Sexual Harassment on the Clapham Omnibus
27/02/2014
The Federal Court has recently held that an employee’s ‘workplace’ includes, not just the employer’s office but public places, associated offices and even public transport like the Clapham Omnibus.
The case involved allegations of verbal and physical sexual harassment in the “workplace”. The allegations were that a contractor to the employer harassed an employee over a 4 day period and, as a result of the harassment, the employee suffered post-traumatic stress disorder (PTSD) and other psychiatric illness.
The claim was successful and the employee was awarded total damages of $476,163 including damages for lost earnings, general damages and expenses.

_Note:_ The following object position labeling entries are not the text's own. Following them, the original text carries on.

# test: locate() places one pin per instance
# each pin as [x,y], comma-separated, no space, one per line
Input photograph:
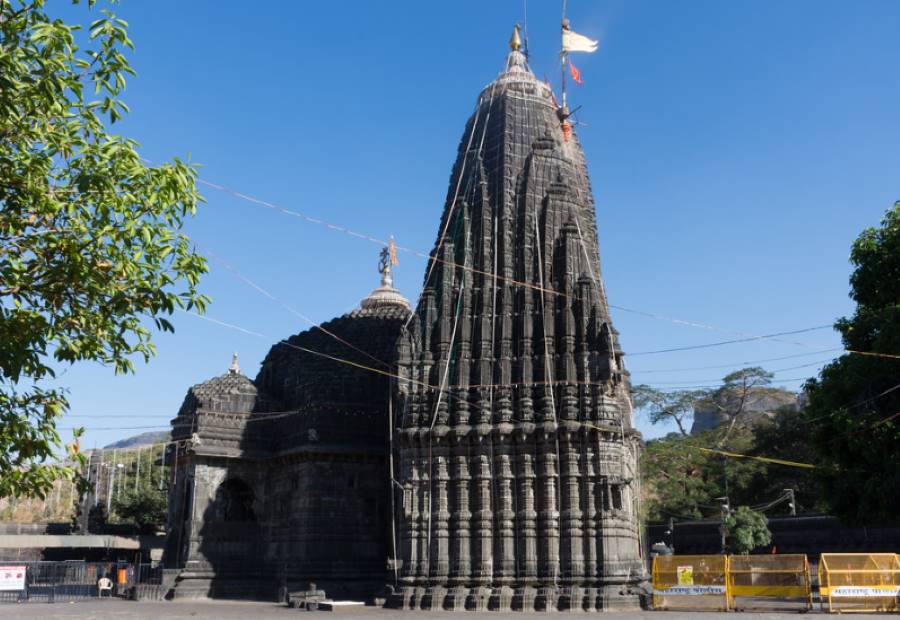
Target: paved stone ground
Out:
[196,610]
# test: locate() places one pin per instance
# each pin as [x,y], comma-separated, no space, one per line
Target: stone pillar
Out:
[460,518]
[571,542]
[482,528]
[505,543]
[548,523]
[526,518]
[590,517]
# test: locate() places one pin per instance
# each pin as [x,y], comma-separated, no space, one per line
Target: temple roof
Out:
[385,297]
[231,392]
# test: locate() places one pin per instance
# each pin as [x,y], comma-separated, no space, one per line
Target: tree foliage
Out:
[676,406]
[746,530]
[145,506]
[684,479]
[684,475]
[854,404]
[90,254]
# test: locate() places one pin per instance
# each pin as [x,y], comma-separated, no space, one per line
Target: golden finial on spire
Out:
[515,43]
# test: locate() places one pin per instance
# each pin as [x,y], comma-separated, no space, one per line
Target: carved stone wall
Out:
[517,452]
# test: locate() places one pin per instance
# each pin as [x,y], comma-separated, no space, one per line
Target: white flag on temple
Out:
[574,42]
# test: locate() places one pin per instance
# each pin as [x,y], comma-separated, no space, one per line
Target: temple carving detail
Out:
[489,461]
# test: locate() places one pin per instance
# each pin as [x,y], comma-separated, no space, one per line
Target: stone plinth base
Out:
[609,597]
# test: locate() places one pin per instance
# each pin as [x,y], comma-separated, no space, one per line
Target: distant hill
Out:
[762,405]
[140,440]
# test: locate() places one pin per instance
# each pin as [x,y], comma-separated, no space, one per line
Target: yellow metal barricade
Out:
[690,582]
[769,582]
[859,582]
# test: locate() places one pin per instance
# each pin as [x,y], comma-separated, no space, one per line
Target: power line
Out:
[435,258]
[737,364]
[725,342]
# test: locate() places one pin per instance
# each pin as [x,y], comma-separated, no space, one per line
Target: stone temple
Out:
[484,458]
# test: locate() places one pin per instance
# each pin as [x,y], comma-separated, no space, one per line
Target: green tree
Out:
[786,437]
[734,399]
[145,505]
[746,529]
[661,406]
[90,254]
[854,406]
[684,478]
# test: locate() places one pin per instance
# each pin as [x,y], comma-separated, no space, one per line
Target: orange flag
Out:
[576,74]
[394,260]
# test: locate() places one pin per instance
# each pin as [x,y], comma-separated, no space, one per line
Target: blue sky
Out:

There were a number of issues in the case but one considered by the Court was the definition of ‘workplace’ under the Sex Discrimination Act 1984 (Cth) (“the Act”), as some of the alleged conduct occurred in common areas within the employer’s building, a taxi, a bar and another company’s premises and at times outside of work hours. The issue for the Court was whether the alleged conduct occurred in a “workplace”, for the purposes of the Act.
The two key provisions are sections 28A and 28B of the Act.

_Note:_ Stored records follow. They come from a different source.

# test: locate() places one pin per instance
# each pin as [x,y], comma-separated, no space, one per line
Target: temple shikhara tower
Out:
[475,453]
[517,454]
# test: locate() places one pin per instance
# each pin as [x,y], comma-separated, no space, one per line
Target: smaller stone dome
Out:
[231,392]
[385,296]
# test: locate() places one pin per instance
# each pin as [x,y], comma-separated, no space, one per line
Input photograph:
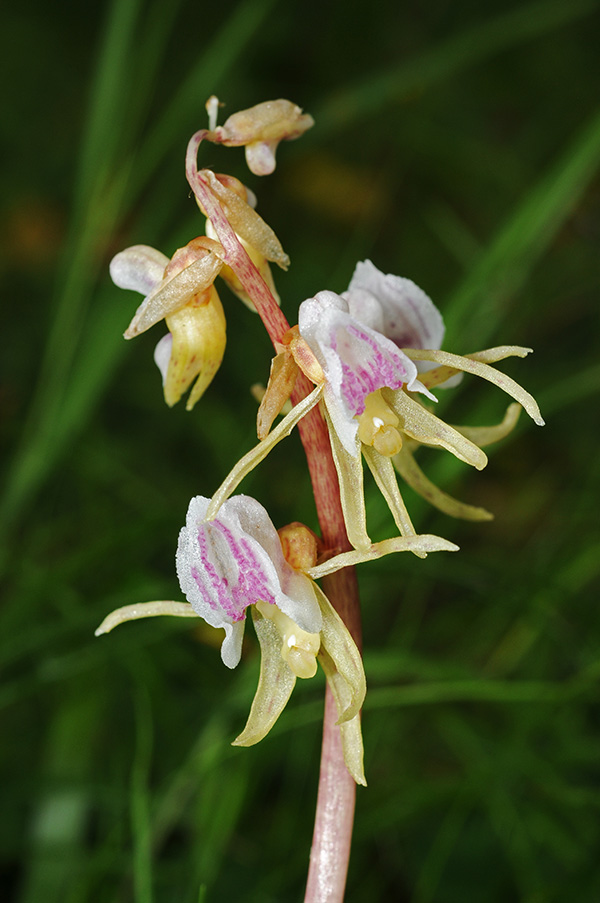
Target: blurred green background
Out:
[456,143]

Section 28A of the Act states that a person sexually harasses another if they make unwelcome sexual advances or unwelcome conduct of a sexual nature in circumstances where a reasonable person would have anticipated that the person harassed would be offended, humiliated or intimidated.

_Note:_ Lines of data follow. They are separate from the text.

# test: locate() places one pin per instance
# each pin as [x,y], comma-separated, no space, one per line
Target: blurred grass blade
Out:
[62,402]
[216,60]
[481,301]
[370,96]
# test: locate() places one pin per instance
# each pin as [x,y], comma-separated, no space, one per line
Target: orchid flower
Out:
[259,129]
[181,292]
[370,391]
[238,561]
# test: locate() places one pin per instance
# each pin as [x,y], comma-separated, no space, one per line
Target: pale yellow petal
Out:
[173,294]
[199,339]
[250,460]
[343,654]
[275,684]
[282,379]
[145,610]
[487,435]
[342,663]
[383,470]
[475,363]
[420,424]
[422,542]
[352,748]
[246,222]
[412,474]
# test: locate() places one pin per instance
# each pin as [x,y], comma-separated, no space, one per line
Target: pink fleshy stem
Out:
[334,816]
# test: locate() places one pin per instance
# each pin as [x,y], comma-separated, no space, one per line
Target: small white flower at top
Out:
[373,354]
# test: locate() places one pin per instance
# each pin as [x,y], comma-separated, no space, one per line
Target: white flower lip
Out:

Section 28B of the Act then includes that it is unlawful to sexually harass another workplace participant “at a place that is a workplace of both of those persons”. ‘Workplace’ is defined as a place “at which a workplace participant works or otherwise carries out functions in connection with being a workplace participant”.
In this case, the person the subject of the alleged harassment was an employee and the other person was a contractor engaged by a recruitment and labour hire firm.
Part of the defence to the claims was that the alleged conduct occurred outside of working hours and not in places exclusively occupied and utilised by the workplace participants of that workplace.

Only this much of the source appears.